DENVER – Jake McCarthy came to the plate in the bottom of the ninth, the bases loaded, with a chance to get the Colorado Rockies back in the game.
He did more than give them a chance – his bases-clearing triple delivered a 3-2 walk-off win against Aroldis Chapman, one of the best closers in baseball.
“That was surreal. It still hasn’t sunk in,” said McCarthy, soaked after a Powerade shower from his teammates. “Off a great pitcher like that, it all happened pretty fast.”
McCarthy became the sixth player in the Divisional Era (since 1969) to hit a walk-off triple when trailing by two runs, and the first since Grady Sizemore in 2006.
Walk-off triples when trailing by 2 runs, Divisional Era (1969):
6/22/26 Jake McCarthy
8/11/06 Grady Sizemore
9/26/87 Juan Beníquez
4/14/80 Dave Collins
9/3/71 Manny Mota
5/29/71 Joe Torre
The Rockies finished the game with seven straight singles before McCarthy's triple. They're the first team since at least 1961 — the Expansion Era — with hits in each of their final eight plate appearances of a game, according to the Elias Sports Bureau.
“Eight straight hits to end the ballgame against two world-class pitchers, [Garrett] Whitlock and Chapman,” manager Warren Schaeffer said. “They don’t quit. We’ve been saying it all year: we fight till the end, and tonight we got rewarded for it.”
Colorado couldn’t muster a run through eight innings but used the dramatic rally to overcome a dominant six innings by Boston rookie Jake Bennett. He struck out nine and didn’t walk a batter, controlling the Rockies through 72 pitches and outdueling Ryan Feltner.
“The starter was humming tonight. He was really good,” McCarthy said of Bennett. “He had a couple of fastballs that played at the top, he mixed in his offspeed – that guy’s really good. It was a good sign to see him get out of the game.”
Neither pitcher gave up a run through five innings but the Red Sox got to Feltner for two runs in the sixth.
The right-hander had a shaky start – he walked three of the first seven batters he faced – before settling in and retiring 13 in a row ahead of Boston’s two-out rally.
“He was outstanding,” Schaeffer said. “He settled in, started pounding the strike zone. It was great.”
It looked like Feltner would take the loss after Colorado squandered a chance in the eighth. With one out the Rockies hit four straight singles off Whitlock but were still trailing 2-0 after Edouard Julien was thrown out at home and Willi Castro was cut down at second to end the inning.
But their resiliency came through in the ninth.
TJ Rumfield, the NL Rookie of the Month in May, started the rally with a single to left on an 0-2 count. Hunter Goodman followed with another single and rookie Cole Carrigg bunted up the third-base line, beating the throw to first.

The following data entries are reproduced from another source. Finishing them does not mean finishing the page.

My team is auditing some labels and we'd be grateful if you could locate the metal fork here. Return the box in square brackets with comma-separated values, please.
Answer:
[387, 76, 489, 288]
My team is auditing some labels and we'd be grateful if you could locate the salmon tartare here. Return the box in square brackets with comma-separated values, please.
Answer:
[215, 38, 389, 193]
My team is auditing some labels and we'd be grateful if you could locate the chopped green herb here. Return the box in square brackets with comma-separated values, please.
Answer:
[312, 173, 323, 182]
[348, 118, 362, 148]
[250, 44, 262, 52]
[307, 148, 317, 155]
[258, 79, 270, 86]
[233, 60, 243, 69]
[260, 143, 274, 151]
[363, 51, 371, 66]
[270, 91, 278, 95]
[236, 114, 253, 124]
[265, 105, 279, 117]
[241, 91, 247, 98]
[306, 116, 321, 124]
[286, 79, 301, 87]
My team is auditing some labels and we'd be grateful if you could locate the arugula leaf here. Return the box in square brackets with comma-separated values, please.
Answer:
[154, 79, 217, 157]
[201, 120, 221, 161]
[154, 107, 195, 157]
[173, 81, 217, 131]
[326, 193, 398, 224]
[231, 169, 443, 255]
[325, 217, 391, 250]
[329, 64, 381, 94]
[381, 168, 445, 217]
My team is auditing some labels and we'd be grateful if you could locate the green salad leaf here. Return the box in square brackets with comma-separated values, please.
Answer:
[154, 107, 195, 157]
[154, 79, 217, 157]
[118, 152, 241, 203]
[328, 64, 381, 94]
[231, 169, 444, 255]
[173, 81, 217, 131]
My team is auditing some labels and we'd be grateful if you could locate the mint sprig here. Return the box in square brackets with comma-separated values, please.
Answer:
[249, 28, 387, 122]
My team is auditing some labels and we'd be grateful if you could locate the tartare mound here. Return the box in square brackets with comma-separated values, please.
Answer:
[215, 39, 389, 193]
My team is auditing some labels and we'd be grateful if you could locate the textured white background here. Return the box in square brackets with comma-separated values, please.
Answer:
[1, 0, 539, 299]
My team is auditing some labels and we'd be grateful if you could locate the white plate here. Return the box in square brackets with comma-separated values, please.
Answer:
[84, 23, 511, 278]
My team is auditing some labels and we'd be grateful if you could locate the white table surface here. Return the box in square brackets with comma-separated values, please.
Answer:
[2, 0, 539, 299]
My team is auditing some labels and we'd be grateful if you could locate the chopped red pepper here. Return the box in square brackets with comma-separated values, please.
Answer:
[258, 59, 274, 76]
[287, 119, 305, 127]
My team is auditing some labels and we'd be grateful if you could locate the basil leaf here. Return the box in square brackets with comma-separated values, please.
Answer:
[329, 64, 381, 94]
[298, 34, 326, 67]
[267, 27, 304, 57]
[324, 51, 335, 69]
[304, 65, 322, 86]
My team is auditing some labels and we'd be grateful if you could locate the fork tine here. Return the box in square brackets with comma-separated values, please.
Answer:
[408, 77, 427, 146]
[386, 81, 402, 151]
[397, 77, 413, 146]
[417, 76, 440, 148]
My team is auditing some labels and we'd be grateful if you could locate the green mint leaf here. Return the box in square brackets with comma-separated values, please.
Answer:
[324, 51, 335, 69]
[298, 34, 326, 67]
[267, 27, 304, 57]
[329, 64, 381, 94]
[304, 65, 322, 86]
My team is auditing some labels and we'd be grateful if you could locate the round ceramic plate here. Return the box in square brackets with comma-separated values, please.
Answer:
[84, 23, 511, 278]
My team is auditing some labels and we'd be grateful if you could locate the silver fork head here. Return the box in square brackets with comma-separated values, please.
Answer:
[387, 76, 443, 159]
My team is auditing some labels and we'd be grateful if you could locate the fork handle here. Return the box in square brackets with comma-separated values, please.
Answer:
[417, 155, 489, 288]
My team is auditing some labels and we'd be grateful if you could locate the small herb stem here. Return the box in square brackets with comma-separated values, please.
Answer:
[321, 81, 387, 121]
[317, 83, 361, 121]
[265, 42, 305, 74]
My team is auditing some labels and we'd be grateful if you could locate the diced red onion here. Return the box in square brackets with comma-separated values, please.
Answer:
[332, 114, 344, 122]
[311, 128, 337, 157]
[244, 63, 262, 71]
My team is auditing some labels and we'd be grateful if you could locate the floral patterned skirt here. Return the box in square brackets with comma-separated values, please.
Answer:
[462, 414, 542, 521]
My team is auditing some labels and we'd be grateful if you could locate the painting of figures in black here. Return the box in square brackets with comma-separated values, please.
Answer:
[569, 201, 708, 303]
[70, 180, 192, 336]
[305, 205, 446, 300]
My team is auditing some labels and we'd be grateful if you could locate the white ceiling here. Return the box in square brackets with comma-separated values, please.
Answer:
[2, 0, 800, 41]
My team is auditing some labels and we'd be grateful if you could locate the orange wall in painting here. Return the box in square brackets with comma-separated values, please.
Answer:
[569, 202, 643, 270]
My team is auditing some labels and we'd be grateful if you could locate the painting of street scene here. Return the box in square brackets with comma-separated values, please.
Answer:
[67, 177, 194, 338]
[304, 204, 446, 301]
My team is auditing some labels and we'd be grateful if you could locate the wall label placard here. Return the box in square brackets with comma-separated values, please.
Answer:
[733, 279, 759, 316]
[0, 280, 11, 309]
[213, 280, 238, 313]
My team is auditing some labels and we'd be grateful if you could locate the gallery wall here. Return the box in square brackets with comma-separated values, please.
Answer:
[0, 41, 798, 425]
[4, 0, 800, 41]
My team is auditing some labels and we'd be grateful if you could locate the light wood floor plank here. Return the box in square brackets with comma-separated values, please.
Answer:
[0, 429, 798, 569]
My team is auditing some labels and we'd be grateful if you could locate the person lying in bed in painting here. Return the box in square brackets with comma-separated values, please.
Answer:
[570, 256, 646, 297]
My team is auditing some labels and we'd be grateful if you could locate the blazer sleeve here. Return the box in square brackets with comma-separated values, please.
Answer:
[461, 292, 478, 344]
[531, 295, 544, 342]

“You saw the inning before, what was it, five straight line drives off a good pitcher?” McCarthy said. “Rumfield staying on a slider when a guy's throwing 101 mph, Goody, Carrig getting the bunt down – two of them are rookies. Those are poised at-bats. If they roll over and die I don’t even get an at-bat.”
McCarthy, who had an inside-the-park home run Saturday night against Pittsburgh, lined a 99.6 mph sinker past the diving Caleb Durbin at third base. The ball bounced off the wall and eluded Jarren Duran as Carrigg raced around the bags and easily scored to give Colorado a walk-off win.
“I was watching from the training room,” Feltner said. “It was super cool to see us string those hits together. The bunt by Carrigg was huge, and Jake finishing it off with that hit down the line, it was a pretty sweet way to end the game.”